Quorum Health, which operates 24 hospitals in 14 states, is preparing for bankruptcy at the worst possible time: the middle of a global pandemic. The "flood" of coronavirus patients that the hospitals have experienced have put pressure on an already precarious set of financials, leaving the the company little choice, according to Bloomberg.
Quorum's executives are in the midst of negotiations with stakeholders on possible restructuring deals, but at the same time the company is preparing Chapter 11 plans. Earlier this week, the company delayed its annual report filing to focus on negotiations with its creditors. No official decision has been made.
But the worst part is that Quorum's troubles could foreshadow what's coming for the American healthcare system. Even prior to the outbreak, hospitals in rural areas were "losing profitable elective procedures to outpatient facilities while still handling patients who lack good insurance."

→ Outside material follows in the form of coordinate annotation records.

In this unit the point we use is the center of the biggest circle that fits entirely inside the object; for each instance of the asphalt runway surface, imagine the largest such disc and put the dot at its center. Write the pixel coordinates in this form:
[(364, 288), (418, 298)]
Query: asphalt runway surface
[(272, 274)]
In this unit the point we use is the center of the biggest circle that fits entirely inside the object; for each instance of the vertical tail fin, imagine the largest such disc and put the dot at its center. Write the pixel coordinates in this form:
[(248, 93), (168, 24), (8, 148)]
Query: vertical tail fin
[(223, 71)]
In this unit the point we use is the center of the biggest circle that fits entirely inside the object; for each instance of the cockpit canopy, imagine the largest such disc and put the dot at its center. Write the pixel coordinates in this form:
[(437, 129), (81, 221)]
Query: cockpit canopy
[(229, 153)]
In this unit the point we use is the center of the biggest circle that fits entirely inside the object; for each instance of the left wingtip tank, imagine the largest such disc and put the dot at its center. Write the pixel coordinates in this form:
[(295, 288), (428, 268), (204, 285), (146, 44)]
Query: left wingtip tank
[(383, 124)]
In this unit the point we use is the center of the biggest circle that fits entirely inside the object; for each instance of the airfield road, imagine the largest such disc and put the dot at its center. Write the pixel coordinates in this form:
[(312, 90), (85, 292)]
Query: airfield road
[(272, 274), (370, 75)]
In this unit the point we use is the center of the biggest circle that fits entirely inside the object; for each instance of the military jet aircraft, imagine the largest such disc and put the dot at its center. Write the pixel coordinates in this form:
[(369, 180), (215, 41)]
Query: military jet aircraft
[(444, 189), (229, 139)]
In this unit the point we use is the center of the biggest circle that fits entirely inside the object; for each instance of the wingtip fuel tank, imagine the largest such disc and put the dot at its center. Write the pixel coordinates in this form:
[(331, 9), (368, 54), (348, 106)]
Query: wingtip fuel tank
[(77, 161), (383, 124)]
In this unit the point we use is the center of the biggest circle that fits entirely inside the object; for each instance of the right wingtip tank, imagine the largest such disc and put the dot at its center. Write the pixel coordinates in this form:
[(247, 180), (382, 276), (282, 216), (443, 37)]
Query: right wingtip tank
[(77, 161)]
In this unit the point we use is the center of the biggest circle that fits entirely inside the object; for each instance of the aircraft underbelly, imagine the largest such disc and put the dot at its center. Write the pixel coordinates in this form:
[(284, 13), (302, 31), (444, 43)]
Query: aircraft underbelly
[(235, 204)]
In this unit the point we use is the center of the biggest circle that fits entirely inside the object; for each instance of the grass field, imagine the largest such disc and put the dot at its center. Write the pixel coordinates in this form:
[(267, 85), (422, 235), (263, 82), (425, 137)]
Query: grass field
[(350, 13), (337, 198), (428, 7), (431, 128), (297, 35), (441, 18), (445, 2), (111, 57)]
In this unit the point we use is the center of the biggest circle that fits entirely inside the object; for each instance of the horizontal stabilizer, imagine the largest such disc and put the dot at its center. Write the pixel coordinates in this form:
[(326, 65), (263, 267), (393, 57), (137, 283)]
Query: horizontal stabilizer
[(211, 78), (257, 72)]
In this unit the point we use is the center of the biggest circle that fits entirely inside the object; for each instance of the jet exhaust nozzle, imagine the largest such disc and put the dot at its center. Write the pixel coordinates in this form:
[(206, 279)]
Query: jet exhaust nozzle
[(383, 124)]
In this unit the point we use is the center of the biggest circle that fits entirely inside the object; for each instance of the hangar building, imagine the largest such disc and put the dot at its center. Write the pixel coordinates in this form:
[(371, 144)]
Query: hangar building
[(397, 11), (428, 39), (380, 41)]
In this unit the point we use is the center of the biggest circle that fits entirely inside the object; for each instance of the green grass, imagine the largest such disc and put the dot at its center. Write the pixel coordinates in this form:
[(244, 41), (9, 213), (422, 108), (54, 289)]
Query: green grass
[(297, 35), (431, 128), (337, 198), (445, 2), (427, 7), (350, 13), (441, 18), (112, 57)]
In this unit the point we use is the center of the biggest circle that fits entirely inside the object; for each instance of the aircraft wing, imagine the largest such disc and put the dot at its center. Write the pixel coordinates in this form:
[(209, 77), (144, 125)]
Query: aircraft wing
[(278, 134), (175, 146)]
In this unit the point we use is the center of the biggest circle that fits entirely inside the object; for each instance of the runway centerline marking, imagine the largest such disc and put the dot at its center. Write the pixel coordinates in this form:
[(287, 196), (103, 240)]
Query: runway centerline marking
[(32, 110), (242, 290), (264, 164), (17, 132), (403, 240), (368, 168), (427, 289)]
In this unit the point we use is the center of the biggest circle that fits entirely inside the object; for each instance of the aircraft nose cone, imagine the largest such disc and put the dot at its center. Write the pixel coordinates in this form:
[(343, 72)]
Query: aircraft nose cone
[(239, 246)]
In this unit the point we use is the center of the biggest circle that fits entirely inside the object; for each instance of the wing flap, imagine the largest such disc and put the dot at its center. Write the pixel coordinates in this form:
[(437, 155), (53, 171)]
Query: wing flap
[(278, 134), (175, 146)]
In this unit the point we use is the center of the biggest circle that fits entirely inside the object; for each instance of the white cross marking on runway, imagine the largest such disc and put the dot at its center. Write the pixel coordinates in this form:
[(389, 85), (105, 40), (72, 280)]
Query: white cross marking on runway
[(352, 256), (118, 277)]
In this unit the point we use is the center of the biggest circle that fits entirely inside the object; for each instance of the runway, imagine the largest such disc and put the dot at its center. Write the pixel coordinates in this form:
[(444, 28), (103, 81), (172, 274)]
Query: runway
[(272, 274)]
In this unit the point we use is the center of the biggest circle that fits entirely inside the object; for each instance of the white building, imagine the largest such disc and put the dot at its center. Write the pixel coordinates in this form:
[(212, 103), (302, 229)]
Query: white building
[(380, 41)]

And now, hospitals are being forced to cancel optional and elective procedures to make capacity for coronavirus patients. This further squeezes the financials of many of these facilities and federal relief may not be enough to save them. Prior to the virus even becoming a factor, more than 30 facilities went bankrupt last year.
CEO Robert Fish said: “Regardless of the path forward the company chooses, Quorum Health and its hospitals will continue to maintain all operations without any interruption to service.”
Quorum started in 2016 as a spinoff of 38 hospitals from Community Health Systems. It is now down to just 24 facilities and 2,000 beds. The company hasn't been profitable since the spinoff and its 2023 unsecured bonds are trading for about 70 cents on the dollar.
KKR & Co., York Capital Management Global Advisors LLC and Mudrick Capital Management round out a list of the company's stakeholders. KKR offered last year to help recapitalize the company, but noted that it would likely wipe out the company's equity holders.